Tuttavia la grande maggioranza di quelli che si salvano, si ferma in Purgatorio. Ciò è ammesso da tutti, dottori e mistici. Nella vita di S. Teresa leggiamo “Osserverò solo – è la Santa che parla – che di tante anime elette da me conosciute in vita, ne ho viste tre sole volare direttamente al cielo senza passare per il Purgatorio: quella del religioso di cui ho parlato nel discorso di questo libro, quella del venerabile Pietro d’Alcantara e quella del padre Domenicano rammentato più sopra (si tratta del P. Pietro Ybanez, uno dei suoi confessori).
Quando si pensa al gran numero di visioni che la Santa ebbe sul Purgatorio durante la sua vita, e alla quantità di anime sante che fiorivano allora nella Chiesa di Dio, questa testimonianza della Santa ci dispensa da ogni ulteriore ricerca. Ma c’è di più: noi vediamo che gli stessi Santi canonizzati dalla Chiesa non vanno sempre esenti dalle pene del Purgatorio.

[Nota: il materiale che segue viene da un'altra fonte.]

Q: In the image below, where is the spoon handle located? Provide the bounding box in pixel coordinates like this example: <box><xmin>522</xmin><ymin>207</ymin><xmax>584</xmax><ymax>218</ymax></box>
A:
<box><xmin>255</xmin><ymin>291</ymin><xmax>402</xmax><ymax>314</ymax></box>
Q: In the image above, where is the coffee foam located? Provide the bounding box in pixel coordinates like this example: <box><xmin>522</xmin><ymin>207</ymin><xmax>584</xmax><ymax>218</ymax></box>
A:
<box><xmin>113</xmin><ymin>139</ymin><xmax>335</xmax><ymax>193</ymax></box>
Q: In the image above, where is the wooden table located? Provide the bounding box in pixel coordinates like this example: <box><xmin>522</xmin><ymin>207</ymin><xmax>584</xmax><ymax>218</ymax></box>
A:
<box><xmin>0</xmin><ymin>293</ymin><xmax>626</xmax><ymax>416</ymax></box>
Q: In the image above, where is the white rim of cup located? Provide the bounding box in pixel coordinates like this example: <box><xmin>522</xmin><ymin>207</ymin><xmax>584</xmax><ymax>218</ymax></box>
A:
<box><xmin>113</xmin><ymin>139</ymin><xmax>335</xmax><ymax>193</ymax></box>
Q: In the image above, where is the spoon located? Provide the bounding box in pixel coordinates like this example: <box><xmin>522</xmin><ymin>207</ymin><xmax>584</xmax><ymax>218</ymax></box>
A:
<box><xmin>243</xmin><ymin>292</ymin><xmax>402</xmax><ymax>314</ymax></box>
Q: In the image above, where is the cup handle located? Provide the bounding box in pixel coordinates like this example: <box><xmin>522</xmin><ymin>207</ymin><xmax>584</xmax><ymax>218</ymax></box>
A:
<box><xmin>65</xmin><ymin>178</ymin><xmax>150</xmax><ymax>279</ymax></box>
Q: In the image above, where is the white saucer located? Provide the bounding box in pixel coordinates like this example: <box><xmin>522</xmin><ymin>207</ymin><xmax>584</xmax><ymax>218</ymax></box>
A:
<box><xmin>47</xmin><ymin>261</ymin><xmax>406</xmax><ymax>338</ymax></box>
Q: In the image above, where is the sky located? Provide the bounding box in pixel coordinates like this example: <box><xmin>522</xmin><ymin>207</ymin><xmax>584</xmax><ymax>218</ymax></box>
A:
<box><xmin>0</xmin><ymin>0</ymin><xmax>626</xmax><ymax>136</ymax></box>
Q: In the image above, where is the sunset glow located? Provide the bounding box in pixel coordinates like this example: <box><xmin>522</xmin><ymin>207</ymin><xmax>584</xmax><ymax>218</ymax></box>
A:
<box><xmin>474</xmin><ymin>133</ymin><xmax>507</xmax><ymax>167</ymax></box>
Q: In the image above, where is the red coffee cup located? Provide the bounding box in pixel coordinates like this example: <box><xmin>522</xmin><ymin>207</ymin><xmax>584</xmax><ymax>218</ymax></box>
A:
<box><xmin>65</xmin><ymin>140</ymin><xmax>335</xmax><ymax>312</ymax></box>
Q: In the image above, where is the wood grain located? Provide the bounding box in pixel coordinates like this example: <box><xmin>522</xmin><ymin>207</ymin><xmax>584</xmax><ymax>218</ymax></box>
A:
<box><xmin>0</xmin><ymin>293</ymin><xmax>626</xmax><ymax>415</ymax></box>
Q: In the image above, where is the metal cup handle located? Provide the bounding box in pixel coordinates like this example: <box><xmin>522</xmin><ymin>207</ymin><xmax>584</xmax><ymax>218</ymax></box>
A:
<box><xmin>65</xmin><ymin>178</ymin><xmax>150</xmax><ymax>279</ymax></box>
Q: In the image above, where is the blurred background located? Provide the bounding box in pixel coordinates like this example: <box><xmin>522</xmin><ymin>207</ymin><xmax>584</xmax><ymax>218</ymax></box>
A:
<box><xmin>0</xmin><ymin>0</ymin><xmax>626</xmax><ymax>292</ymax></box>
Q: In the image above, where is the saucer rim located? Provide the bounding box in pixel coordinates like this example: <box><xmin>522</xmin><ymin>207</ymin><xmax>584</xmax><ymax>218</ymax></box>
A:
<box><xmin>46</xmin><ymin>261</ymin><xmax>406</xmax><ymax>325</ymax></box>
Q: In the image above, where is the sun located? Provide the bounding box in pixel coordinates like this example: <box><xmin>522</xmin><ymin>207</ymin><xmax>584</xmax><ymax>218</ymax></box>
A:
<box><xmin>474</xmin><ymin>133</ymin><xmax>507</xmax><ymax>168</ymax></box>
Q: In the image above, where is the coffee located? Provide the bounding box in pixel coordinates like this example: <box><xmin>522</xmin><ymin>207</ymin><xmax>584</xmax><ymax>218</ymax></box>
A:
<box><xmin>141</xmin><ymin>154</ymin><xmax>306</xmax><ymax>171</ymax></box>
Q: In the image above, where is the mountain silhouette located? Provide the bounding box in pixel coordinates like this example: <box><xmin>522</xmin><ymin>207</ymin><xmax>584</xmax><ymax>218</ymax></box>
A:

Si legge nelle opere di S. Pier Damiani che San Severino, Arcivescovo di Colonia, quantunque fosse stato in vita pieno di zelo apostolico e adorno di straordinarie virtù, dovette tuttavia rimanere per qualche tempo in quel luogo di pene. La storia riferita da S. Gregorio Magno nei suoi Dialoghi (Libro IV, cap. 40) circa il santo Diacono Pascasio è davvero, stranissima, poiché dopo la morte di costui, la sua dalmatica distesa sul feretro avendo operato molti miracoli, non c’era dubbio che egli si dovesse trovare tra i beati comprensori del cielo; eppure come rivelò egli stesso a S. Germano di Capua, gli rimaneva da fare una lunga espiazione in Purgatorio.
Dopo tutto questo chi potrebbe mai lusingarsi di sfuggire a quella pena? Approfittiamo almeno delle sofferenze della vita presente offrendole a Dio in espiazione delle nostre colpe, onde voglia il Signore misericordioso abbreviare il nostro soggiorno nel carcere tremendo del Purgatorio.